É que não há um Santo com bigode! Há santos com barba ou sem ela, mas não há nenhum que ampare o seu nariz num harmonioso jardim piloso. Aliás, não conheço nenhum padre, frade, bispo, cardeal que consiga segurar um bigode. Não é de admirar que a Igreja se vá afastando cada vez mais da população.

Mas não me venham com bigodinhos e buços, simples vírgulas intermitentes, desgarradas, sem personalidade. Um bom bigode tem de ser sempre farto e façanhoso - repleto de façanhas assombrosas e inspirador de outras. Um dos bigodes mais façanhosos da história foi o de Emiliano Zapata. Grande bigodaça, aquela! A sua envergadura competia com a do próprio sombrero. Pareciam as asas de um abutre. Consta que, com uma aragem de feição e inclinando a cabeça para trás, Emiliano conseguia planar pelo deserto. E dizem que não raras vezes conseguiu escapar assim aos «Rurales».

Outro dos bigodes que vai para sempre marcar a história da humanidade é o de um filósofo grego, contemporâneo de Sócrates, que só agora foi descoberto por investigadores duma prestigiada universidade grega. Trata-se de Xánatos. E o que o distingue no painel de todos os maiores filósofos gregos é o seu esfuziante bigode. Não era uma “Maria vai com as outras” para sucumbir, submisso, ao uso da barba hirsuta, ele afirmou-se sempre com um senhor bigode.

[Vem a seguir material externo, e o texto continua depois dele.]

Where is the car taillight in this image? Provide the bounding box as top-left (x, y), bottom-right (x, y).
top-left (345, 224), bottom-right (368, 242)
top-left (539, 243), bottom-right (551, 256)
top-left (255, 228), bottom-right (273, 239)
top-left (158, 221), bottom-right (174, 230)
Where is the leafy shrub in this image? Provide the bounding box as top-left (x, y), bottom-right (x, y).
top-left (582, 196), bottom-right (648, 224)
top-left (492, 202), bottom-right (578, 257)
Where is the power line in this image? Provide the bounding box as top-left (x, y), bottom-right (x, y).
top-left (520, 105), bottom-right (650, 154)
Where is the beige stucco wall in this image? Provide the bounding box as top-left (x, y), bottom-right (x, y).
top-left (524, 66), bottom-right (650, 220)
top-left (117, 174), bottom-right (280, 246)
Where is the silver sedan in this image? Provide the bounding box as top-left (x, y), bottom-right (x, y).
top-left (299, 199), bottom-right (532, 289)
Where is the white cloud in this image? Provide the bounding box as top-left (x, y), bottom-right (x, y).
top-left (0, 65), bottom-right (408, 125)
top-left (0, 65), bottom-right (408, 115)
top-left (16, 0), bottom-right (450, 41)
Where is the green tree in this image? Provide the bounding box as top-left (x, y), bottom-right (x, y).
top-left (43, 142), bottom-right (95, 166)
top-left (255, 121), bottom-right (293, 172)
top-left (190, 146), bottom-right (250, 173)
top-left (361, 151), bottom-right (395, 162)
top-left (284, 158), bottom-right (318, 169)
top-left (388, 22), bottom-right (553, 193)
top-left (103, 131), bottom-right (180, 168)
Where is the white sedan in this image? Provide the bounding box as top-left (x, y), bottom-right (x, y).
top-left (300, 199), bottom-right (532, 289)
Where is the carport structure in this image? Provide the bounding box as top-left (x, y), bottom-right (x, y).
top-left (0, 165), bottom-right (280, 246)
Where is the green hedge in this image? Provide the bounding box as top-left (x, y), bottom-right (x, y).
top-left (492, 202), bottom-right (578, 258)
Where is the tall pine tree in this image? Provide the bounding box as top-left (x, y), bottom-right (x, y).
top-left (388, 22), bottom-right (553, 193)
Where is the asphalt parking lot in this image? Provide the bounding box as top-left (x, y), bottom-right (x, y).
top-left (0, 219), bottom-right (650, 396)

Há dias em que me sinto mais. Há dias em que me sinto mais.

Esta foi uma das primeiras frases escritas recuperadas do pensamento de Xánatos, o filósofo grego do bigode rijo, o rival de Sócrates. Uma preciosidade, uma lasca viva de filosofia, trazida até nós na concha das mãos do aturado grupo de arqueólogos do pensamento humano que o vem estudando e descobrindo. Atente-se à leveza poética e ao peso do significado. Um regalo. É sabedoria em filigrana.

A obra de Xánatos vem deixando-se destapar, devagarinho, véu a véu, como que com pudor, receoso da sua própria excelência, clarividência. E o deslumbramento é constante, certificam-no os investigadores encarregados das traduções e interpretações. Xánatos também não escreveu nada. Não porque quisesse imitar Sócrates, Xánatos nunca registou os seus pensamentos porque nunca chegou a perceber se era destro ou canhoto, que era algo que o arreliava e o inibia a realizar certas tarefas (daí a alcunha que, especula-se, teve durante uma curta fase da sua vida: «o calão»). De notar que Sócrates não tinha melhor desculpa para não escrever: ele simplesmente não sabia escrever, temos de ser francos. Quem registou os brilhantes pensamentos de Xánatos foi o seu discípulo, um jovem que se chamava Ptolo, um estudante fiel e trabalhador, filho de um nobre poderoso (foi a conclusão a que o próprio nobre chegou, uma vez que tinha aquele rapaz a viver lá em casa). É na caligrafia de Ptolo que tem surgido o pensamento de tão ilustre filósofo.

Há dias em que me sinto mais. Há dias em que me sinto mais.

Sublime.

E a prova de sua autenticidade está, desde logo, na repetição. Essa é uma particularidade dos registos dos pensamentos de Xánatos (sempre julgou, condescendente, que o problema do seu discípulo Ptolo, e causa das suas parvoíces, era a surdez, pelo que repetia sempre e pacientemente tudo o que lhe ditava. Mas Ptolo, aquele estúpido, escrevia tudo a dobrar.)

É óbvio que já há polémica, estas coisas são assim. Há estudiosos que contestam o rigor da tradução, dizendo que houve uma troca de verbos. Em vez de “sentir” alegam que o vocábulo original deve ser traduzido para “sentar”. Devendo a frase ser: “Há dias em que me sento mais. Há dias em que me sento mais”. Partindo daqui, já há até quem, maliciosamente, tente aferir considerações sobre a saúde do filósofo. Tudo vago e infundado. Inclusive, sabe-se que as hemorroidas só foram descobertas muito mais tarde, aquando da disseminação do caril.

Mas onde é que eu ia? Ah! O bigode! Vou passar a usar um na minha cara, era aí que eu queria chegar, era essa a comunicação solene que eu queria aqui deixar ao país. E, como se prova pelo texto acima, ter um bigode é, entre outras coisas, inspirativo da mais belíssima prosa.